SOS : le code d’urgence

Pour se défendre, sa compagne avait créé un code d’urgence avec sa soeur. Si elle recevait un texto avec l’inscription « SOS », celle-ci devait immédiatement appeler les gendarmes. Message court, simple et rapide à envoyer, avant que son compagnon ne lui confisque son téléphone et l’agresse. Le 26 novembre dernier, elle envoie le message.

Le temps que les gendarmes arrivent, elle se réfugie chez ses voisins. Il l’aurait menacé et violenté : « Tu ne mérites pas de vivre, je vais t’aider à mourir », se souvient-elle. Les traces sur son corps témoignent de l’agression.

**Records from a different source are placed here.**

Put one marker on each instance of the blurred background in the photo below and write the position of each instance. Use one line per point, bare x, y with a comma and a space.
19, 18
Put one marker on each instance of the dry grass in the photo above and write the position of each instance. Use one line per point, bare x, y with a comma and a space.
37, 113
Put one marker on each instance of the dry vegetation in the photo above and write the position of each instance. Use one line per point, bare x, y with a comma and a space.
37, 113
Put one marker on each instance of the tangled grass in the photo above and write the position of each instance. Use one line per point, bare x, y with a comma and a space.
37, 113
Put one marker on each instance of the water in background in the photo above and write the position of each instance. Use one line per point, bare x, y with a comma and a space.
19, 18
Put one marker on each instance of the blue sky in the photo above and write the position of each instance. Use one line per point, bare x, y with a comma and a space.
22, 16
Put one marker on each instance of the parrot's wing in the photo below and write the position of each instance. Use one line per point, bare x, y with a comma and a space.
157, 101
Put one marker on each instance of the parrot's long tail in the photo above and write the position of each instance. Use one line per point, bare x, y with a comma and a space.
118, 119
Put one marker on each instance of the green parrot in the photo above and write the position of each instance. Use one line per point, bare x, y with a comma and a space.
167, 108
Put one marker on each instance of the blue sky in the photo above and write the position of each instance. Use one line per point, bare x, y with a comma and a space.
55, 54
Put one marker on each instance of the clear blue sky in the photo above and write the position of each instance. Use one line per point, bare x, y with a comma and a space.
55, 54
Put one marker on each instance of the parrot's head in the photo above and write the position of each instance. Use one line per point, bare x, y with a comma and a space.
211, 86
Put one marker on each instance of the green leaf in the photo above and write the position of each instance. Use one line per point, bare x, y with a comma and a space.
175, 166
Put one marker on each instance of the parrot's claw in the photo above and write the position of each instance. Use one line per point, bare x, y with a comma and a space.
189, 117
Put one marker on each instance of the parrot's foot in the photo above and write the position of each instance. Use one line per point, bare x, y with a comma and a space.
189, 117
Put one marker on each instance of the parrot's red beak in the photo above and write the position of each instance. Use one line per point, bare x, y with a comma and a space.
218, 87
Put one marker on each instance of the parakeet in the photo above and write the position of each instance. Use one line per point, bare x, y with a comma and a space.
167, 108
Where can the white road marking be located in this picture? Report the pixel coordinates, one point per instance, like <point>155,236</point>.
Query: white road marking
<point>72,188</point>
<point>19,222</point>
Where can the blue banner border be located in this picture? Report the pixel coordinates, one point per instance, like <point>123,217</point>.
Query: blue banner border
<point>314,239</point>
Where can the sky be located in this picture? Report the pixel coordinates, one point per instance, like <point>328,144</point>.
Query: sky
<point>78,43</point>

Pendant ce temps, il est toujours à l’intérieur de la maison, avec sa fille. Il a le téléphone de sa compagne et a pris le soin de tout effacer, afin de supprimer des preuves. En effet, déjà condamné, il avait interdiction de l’approcher. Pourtant, des voisins affirment qu’il vit avec elle depuis des mois. Son explication : sa compagne le fait chanter.

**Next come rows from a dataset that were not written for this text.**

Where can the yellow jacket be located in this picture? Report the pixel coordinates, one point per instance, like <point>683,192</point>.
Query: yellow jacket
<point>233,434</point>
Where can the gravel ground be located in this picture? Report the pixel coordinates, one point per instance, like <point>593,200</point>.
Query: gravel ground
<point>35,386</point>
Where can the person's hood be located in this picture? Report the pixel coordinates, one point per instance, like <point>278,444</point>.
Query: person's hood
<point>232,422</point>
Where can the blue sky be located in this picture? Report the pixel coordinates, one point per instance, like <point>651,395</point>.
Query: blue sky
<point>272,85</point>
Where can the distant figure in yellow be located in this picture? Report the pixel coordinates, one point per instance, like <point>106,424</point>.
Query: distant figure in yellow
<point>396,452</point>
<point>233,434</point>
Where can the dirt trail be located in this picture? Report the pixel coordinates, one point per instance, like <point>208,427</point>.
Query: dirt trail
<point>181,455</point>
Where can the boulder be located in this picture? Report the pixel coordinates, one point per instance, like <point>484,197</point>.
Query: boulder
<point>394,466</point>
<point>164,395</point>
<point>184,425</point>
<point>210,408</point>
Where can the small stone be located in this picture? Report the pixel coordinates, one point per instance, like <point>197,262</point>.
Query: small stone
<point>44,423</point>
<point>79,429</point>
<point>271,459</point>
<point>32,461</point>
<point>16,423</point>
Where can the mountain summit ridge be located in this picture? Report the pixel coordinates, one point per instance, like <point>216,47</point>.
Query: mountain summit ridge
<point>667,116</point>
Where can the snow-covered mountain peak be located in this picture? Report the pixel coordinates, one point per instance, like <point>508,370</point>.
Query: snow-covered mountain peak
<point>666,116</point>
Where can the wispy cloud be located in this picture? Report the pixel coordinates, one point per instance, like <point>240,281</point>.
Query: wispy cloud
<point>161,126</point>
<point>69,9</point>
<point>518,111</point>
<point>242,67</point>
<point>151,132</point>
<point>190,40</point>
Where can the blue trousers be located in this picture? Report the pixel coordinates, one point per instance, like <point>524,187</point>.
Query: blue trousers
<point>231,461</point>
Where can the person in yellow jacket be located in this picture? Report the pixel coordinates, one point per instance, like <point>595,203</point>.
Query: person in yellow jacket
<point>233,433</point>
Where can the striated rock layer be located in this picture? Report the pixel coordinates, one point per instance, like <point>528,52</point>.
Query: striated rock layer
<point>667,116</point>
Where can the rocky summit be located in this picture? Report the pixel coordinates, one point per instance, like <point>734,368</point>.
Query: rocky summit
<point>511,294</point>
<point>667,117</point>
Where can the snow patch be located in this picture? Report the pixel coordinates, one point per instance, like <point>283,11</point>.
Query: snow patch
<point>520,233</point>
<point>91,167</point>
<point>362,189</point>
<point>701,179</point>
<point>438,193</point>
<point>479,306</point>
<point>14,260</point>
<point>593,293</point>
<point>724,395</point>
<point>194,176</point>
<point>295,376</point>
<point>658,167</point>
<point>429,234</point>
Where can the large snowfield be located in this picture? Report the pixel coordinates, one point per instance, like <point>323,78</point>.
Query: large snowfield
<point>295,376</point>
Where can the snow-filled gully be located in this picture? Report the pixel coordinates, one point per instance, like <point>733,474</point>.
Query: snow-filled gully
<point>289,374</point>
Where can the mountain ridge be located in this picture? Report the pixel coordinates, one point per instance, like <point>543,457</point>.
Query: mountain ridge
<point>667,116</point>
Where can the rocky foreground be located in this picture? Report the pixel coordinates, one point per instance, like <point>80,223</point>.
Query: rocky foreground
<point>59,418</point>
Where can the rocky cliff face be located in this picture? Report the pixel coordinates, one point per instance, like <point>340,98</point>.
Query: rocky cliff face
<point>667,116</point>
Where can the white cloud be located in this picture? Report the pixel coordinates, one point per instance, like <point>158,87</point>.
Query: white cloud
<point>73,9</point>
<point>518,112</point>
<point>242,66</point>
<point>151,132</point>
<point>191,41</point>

Il retourne la situation à son avantage 

Il explique qu’en sortant de prison, c’est elle qui serait venue le chercher et qu’elle voulait qu’il s’installe de nouveau avec elle, parce qu’elle serait toujours amoureuse de lui. Tout cela contre son gré. Argument contré par le juge, car la date de sortie de prison avait été modifiée sans en informer sa compagne.

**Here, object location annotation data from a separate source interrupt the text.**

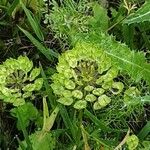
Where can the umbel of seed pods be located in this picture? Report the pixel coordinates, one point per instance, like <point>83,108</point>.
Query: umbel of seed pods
<point>85,75</point>
<point>18,80</point>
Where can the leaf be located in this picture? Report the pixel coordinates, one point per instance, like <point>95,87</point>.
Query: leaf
<point>27,113</point>
<point>47,52</point>
<point>130,62</point>
<point>40,139</point>
<point>141,15</point>
<point>34,24</point>
<point>48,120</point>
<point>145,131</point>
<point>100,19</point>
<point>12,7</point>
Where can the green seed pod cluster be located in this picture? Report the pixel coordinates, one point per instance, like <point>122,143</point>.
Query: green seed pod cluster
<point>132,142</point>
<point>18,79</point>
<point>85,75</point>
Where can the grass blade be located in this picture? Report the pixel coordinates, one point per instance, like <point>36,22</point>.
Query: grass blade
<point>47,52</point>
<point>145,131</point>
<point>34,24</point>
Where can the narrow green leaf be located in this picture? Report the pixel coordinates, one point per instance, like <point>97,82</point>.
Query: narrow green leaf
<point>68,123</point>
<point>48,120</point>
<point>47,52</point>
<point>96,121</point>
<point>145,131</point>
<point>34,24</point>
<point>25,133</point>
<point>12,7</point>
<point>49,91</point>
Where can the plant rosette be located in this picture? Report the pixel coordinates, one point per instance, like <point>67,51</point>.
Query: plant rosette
<point>85,75</point>
<point>18,80</point>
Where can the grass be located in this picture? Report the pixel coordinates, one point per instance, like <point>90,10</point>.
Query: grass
<point>44,31</point>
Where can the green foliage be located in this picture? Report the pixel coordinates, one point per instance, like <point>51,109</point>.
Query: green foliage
<point>27,113</point>
<point>132,142</point>
<point>131,62</point>
<point>141,15</point>
<point>86,74</point>
<point>41,139</point>
<point>70,18</point>
<point>18,80</point>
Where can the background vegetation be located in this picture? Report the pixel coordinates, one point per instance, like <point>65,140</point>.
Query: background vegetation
<point>37,37</point>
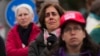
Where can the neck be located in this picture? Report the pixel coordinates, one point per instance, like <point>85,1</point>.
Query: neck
<point>73,49</point>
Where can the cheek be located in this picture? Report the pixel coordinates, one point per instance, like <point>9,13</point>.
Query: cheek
<point>65,37</point>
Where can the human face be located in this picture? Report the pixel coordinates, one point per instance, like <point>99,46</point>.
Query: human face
<point>24,17</point>
<point>73,35</point>
<point>52,18</point>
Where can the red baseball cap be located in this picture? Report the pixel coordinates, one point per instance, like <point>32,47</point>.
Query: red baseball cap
<point>72,15</point>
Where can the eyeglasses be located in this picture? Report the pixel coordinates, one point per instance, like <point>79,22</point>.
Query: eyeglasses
<point>50,13</point>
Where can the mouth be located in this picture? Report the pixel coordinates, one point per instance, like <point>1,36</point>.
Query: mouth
<point>73,39</point>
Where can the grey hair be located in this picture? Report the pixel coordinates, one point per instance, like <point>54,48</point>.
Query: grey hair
<point>25,6</point>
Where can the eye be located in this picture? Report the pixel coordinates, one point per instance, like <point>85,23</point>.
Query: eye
<point>67,29</point>
<point>77,28</point>
<point>25,14</point>
<point>54,13</point>
<point>47,14</point>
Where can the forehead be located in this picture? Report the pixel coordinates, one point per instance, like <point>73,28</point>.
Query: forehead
<point>51,9</point>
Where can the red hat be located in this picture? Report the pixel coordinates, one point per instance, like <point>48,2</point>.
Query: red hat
<point>72,15</point>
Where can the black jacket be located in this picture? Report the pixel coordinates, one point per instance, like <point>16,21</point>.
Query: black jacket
<point>2,47</point>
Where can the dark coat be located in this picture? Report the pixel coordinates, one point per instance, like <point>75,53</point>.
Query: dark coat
<point>2,47</point>
<point>14,45</point>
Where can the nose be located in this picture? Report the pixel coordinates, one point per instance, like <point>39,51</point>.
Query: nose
<point>72,32</point>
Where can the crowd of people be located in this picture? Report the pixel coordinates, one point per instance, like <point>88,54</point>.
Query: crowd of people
<point>59,32</point>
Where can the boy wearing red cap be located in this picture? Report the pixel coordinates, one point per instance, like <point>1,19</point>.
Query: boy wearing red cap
<point>74,40</point>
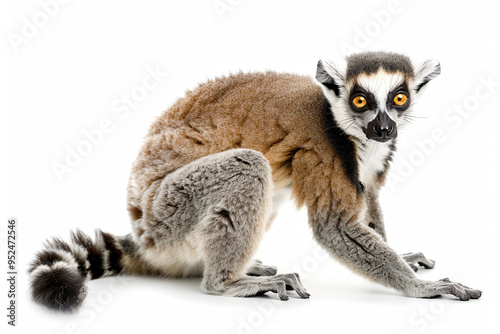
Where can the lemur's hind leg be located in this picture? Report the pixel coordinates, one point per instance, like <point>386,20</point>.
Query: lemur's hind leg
<point>233,228</point>
<point>219,205</point>
<point>415,259</point>
<point>259,269</point>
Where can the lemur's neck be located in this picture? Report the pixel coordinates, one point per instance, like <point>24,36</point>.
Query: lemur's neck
<point>373,160</point>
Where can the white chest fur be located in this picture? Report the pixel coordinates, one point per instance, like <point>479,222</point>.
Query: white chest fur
<point>372,157</point>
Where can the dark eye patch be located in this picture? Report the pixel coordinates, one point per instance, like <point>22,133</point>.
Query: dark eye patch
<point>371,101</point>
<point>403,88</point>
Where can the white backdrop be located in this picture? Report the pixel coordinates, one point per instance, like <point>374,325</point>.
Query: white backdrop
<point>76,66</point>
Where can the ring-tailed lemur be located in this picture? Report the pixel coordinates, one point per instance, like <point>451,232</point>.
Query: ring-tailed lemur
<point>200,195</point>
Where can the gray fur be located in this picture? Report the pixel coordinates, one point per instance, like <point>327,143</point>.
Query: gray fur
<point>225,199</point>
<point>363,250</point>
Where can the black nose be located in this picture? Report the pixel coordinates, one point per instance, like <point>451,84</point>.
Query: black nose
<point>383,131</point>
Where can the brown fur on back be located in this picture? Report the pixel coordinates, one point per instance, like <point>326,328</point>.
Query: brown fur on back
<point>278,114</point>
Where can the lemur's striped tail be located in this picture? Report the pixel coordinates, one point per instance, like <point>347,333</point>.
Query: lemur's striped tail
<point>60,271</point>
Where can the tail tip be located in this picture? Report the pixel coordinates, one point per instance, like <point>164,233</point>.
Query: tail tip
<point>58,287</point>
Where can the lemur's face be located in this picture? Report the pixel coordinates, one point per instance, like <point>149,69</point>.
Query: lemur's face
<point>373,96</point>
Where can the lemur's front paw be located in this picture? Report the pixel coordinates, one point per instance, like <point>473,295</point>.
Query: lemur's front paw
<point>445,287</point>
<point>415,259</point>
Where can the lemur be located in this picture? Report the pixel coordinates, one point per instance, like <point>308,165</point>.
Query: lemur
<point>202,190</point>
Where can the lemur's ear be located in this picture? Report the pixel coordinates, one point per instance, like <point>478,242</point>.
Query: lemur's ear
<point>425,72</point>
<point>329,76</point>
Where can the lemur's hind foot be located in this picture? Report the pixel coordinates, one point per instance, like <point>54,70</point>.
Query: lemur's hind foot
<point>415,260</point>
<point>427,289</point>
<point>257,286</point>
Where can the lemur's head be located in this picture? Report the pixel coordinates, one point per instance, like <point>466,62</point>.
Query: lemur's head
<point>373,93</point>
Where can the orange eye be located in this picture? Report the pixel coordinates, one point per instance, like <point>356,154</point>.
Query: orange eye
<point>359,101</point>
<point>400,99</point>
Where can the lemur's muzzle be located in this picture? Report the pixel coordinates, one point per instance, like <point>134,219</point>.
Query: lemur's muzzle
<point>382,128</point>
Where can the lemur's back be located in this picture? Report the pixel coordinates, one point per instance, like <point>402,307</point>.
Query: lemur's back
<point>274,113</point>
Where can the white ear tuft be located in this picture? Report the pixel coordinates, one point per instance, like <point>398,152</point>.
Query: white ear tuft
<point>425,72</point>
<point>330,76</point>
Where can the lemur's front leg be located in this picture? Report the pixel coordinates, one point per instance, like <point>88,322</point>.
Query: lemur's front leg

Il avoue à demi-mot qu’il la fait surveiller et qu’il sait tout d’elle, allant même jusqu’à affirmer qu’elle est enceinte de son enfant.

Il évoque que sa compagne est violente, lui a déjà mis des coups de couteau et renversé avec la voiture. En revanche, il nie l’avoir violenté. « Je fais plus de 90 kilos, j’ai fait 10 ans de boxe. Si je l’avais frappée, ce ne seraient pas que des éraflures », se défend-il. Il reconnaît uniquement le fait de ne pas avoir respecté l’obligation d’éloignement.

Culpabilité inversée

Ces explications agacent la procureure Caroline Calbo, qui rappelle la notion d’emprise psychologique. Elle explique également les signaux indirects envoyés par les victimes. Elle déplore le fait qu’il nie les faits et tente de retourner la situation. Elle requiert 4 ans de prison, donc 18 mois avec sursis.

Me Nicolas Dyall regrette que le procès de son client soit devenu celui « de tous les hommes violents ». Il met en avant le manque de témoins, évoquant que seules les accusations de la victime ont été prises en compte dans le dossier. L’enfant de 8 ans présente au moment des faits, n’aurait pas été interrogée.

Bien qu’il tente de se faire passer pour victime de sa compagne, il est condamné à 30 mois de prison, dont 15 avec sursis. Il est relaxé pour les menaces de mort, mais jugé coupable pour les violences et le non-respect de l’obligation d’éloignement. Pour les préjudices, il devra verser 1 500€ à la victime et a interdiction de l’approcher.